Wonderful blog.  You are so lucky to be surrounded by such talented people.  Your Mary Tudor looks amazing!! 

Comment by Peggy Stuart on May 19, 2014 at 12:50pm
The Olympic quilting is a pantograph, which means the machine is guided by a pattern. I think the pantograph is available, but of course, you have to have a long-arm machine to use it.
Comment by cherylbwaters on May 19, 2014 at 12:00pm

So sweet to see Miss Daphne caring for her "babies". And what a wonderful memorial for your friend with such a nice view.

Comment by KnitterGirl39 on May 19, 2014 at 9:48am

Love the quilts - the Olympic one is wonderful.
Your Mary Tudor vest is looking fantastic!
I am partial to horses and the little colt is adorable for the applique'.
The views from your hiking are beautiful and perfect for a remembrance of your neighbor.
Daphne's bedroom setup with her "babies" right next to her is so cute.
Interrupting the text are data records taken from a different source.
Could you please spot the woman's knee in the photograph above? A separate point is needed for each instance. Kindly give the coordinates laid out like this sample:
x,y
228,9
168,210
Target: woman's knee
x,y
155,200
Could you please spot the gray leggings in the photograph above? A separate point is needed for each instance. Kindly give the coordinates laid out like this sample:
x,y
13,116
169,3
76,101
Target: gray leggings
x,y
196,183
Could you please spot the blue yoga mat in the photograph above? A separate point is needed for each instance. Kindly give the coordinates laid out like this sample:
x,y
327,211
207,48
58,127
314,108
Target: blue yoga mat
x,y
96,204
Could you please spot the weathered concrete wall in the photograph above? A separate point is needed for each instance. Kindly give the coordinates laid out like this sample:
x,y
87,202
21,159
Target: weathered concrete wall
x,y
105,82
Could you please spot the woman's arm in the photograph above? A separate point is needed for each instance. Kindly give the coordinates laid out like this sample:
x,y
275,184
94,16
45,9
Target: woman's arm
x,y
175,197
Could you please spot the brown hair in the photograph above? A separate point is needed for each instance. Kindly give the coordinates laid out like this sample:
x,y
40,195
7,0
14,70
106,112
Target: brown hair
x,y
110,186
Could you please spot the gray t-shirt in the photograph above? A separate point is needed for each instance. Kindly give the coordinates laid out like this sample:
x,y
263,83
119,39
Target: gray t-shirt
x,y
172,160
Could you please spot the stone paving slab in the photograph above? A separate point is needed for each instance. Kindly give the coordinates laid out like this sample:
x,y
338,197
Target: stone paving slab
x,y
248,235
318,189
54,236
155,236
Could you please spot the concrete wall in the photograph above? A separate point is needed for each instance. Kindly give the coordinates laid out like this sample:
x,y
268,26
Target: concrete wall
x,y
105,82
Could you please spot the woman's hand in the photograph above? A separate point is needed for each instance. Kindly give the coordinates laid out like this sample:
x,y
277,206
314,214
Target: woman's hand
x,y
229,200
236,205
Comment by angelkarhu on May 19, 2014 at 9:44am
I LOVE that moose! And that winter olympics quilt is amazing. Award winning in my opinion. I finished the second curtain just in time to make the financially logical decision to move back to OR. I just cant afford San Diego and I don't get enough family support from my sister so at the end of June much to my dismay I must move back to the rain. I also miss snowshoeing/x-country skiing. No one to go with down here and tooo far to drive to see the much loved snow. Started a mystery knit. Only on row 6 after 500+ stitches per row. Its a hand cramper but hoping as rows get shorter my hands will tire and cramp less. Still plugging away on HST table topper/wall hanging for a craftsy class. In june I'll repeat the process for the camp loopy fabric challenge of making something using three colors of batik fabric based on a city or place that holds your heart. Easy choice: taivassallo, Finland so blues and white with a little pinkish-red for granite.